Namun malam ini, cowok itu tidak menanyakan apa pun. Seketika aku dikuasai rasa kesal. Tanpa diperintahkan, tanganku terkepal, rahangku pun mengeras. Bisa kutebak, Dika tidak sedikit pun mengalami kesulitan ketika menentukan gaya dan tema yang cocok untuk interior resort-nya. Otak kanannya terlalu brilian. Ditambah lagi, entah mengapa cowok itu selalu merasa percaya diri dengan desainnya. Jika saja aku bisa menyerap sedikit kepercayaan dirinya, aku tidak akan kesulitan seperti sekarang.

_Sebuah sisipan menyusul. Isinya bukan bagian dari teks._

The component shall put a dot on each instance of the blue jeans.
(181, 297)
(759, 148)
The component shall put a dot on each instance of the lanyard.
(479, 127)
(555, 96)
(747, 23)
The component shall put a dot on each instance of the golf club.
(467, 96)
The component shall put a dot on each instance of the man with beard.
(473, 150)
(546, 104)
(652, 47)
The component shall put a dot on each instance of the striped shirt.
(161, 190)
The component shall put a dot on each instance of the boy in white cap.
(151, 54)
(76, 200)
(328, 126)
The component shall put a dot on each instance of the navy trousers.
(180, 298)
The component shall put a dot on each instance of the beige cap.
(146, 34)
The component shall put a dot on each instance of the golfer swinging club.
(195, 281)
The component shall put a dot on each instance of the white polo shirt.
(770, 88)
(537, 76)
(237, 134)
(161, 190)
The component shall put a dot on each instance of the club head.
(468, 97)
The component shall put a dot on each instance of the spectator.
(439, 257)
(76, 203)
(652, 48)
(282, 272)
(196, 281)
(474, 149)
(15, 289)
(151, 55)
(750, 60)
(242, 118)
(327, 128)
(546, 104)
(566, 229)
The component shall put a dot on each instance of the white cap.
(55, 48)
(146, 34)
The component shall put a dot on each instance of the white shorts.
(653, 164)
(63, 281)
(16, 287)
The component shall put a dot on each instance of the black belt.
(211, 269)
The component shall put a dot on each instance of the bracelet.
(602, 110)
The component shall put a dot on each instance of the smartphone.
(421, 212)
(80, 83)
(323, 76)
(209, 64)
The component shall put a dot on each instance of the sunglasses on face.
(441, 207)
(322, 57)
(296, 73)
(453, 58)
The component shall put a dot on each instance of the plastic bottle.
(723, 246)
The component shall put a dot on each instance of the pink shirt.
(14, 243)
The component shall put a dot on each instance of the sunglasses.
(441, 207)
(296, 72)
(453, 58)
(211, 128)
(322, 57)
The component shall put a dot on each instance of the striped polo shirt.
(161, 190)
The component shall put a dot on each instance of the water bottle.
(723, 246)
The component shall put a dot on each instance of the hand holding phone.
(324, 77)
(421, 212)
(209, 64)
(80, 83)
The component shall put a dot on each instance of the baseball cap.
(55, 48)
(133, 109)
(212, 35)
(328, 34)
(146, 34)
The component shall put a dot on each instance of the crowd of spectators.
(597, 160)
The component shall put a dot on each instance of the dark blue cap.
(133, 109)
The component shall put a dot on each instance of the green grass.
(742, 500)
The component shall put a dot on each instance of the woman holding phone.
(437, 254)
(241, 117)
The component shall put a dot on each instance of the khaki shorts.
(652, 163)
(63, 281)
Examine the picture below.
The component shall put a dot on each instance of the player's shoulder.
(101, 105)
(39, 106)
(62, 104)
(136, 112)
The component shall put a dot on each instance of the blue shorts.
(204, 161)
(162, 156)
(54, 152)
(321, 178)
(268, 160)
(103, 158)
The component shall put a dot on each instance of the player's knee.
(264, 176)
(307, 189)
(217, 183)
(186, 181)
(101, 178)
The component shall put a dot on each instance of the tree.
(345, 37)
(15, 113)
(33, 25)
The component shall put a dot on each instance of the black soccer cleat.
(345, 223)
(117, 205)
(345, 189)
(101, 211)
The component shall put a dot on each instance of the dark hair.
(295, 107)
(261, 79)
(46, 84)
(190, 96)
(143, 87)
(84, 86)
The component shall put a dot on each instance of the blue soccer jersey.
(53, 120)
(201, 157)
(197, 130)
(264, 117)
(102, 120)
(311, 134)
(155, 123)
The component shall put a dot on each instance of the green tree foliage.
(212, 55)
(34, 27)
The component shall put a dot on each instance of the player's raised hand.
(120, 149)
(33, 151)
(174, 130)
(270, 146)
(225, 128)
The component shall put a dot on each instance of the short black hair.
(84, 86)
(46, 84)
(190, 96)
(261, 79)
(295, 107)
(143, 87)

Sambil mengdengkus, aku menjauh dari laptop dan bersandar pada kursi. Tatapanku menerawang ke arah tembok kamar kostku yang bercat putih polos. Jujur, aku takut desain yang kubuat tidak bisa memenuhi ekspektasi Pak Rizal dan dosen-dosen penguji. Ditambah lagi, aku memiliki rival yang otaknya nyaris sebrilian Zarfan. Bangunan hotel yang kudesain pun memiliki karakteristik yang hampir sama dengan resort milik Dika. Ditambah lagi, dosen pembimbing kami sama, dan kemungkinan besar kami akan menjalani sidang di ruangan dan dengan dosen penguji yang sama.

Sudah pasti desain hotel bintang empatku akan dibanding-bandingkan dengan resort milik Dika.

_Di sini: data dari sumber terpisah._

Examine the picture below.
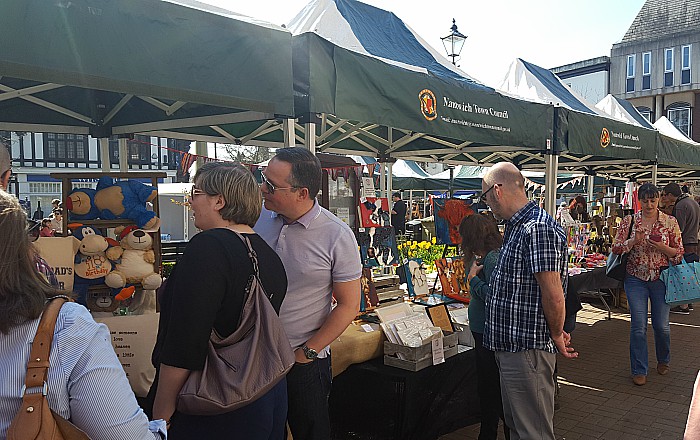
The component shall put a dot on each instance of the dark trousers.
(489, 386)
(308, 388)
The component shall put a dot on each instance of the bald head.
(5, 165)
(506, 174)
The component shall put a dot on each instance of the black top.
(400, 217)
(207, 289)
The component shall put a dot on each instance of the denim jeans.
(308, 388)
(639, 292)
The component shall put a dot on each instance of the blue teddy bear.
(126, 199)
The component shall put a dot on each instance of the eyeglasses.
(483, 196)
(194, 191)
(33, 228)
(271, 188)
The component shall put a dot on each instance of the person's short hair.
(306, 168)
(673, 189)
(648, 191)
(237, 185)
(479, 234)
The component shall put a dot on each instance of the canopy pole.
(551, 165)
(123, 155)
(310, 136)
(104, 155)
(591, 188)
(289, 133)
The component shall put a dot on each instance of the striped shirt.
(515, 320)
(86, 382)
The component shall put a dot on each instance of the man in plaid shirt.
(525, 313)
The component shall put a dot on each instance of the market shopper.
(525, 313)
(655, 242)
(687, 214)
(86, 382)
(481, 246)
(206, 291)
(322, 261)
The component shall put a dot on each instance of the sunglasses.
(483, 196)
(33, 228)
(271, 188)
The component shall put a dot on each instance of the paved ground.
(598, 399)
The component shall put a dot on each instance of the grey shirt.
(317, 250)
(687, 213)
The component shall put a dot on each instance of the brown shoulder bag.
(35, 420)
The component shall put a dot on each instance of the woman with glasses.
(206, 291)
(86, 382)
(481, 246)
(654, 242)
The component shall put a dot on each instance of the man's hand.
(563, 344)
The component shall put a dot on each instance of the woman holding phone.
(653, 244)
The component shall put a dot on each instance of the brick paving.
(598, 399)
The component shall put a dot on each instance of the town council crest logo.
(428, 104)
(604, 138)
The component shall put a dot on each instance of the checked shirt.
(515, 320)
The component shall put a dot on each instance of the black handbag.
(616, 267)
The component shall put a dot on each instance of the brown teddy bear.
(134, 257)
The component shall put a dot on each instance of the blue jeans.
(638, 293)
(308, 388)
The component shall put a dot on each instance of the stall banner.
(59, 252)
(448, 215)
(374, 212)
(133, 338)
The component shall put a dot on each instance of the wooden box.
(417, 358)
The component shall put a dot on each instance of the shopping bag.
(681, 280)
(616, 266)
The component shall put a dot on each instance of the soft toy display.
(135, 258)
(91, 262)
(126, 199)
(81, 204)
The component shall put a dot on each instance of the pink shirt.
(644, 261)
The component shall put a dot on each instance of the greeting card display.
(448, 215)
(374, 212)
(378, 247)
(453, 278)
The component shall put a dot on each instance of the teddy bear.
(126, 199)
(81, 204)
(135, 258)
(91, 262)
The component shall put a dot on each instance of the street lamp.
(453, 42)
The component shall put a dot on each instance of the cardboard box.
(417, 358)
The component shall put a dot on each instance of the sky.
(548, 33)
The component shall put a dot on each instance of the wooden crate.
(418, 358)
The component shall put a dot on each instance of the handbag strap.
(38, 364)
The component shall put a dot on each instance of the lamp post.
(453, 42)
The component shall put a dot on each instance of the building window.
(646, 112)
(646, 71)
(629, 87)
(679, 114)
(685, 64)
(668, 67)
(63, 147)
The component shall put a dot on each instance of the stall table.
(373, 401)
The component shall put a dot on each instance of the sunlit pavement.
(598, 399)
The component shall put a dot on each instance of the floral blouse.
(644, 261)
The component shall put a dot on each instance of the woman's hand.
(475, 269)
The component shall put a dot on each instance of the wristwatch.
(310, 353)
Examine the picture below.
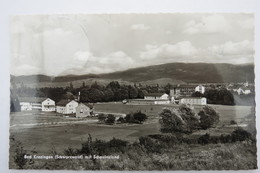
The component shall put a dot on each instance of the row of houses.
(65, 106)
(178, 94)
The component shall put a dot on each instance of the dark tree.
(208, 117)
(110, 119)
(140, 117)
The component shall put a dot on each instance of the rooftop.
(32, 99)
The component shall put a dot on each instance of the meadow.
(46, 132)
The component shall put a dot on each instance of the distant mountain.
(165, 73)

Kuputuskan untuk mengeluarkan keluh kesahku pada Aruna. Cewek itu membalas sekitar setengah jam kemudian.

Aruna
Kenapa nggak minta pendapatnya Dika aja?

Mika Gianina
Males banget minta pendapat dia

Aruna
Loh?
Bangunan yang kalian desain kan hampir mirip
Dan kamu bilang dia pinter banget?

Mika Gianina
Gengsi

Aruna
Gengsi nggak bakal bikin kamu lulus sidang!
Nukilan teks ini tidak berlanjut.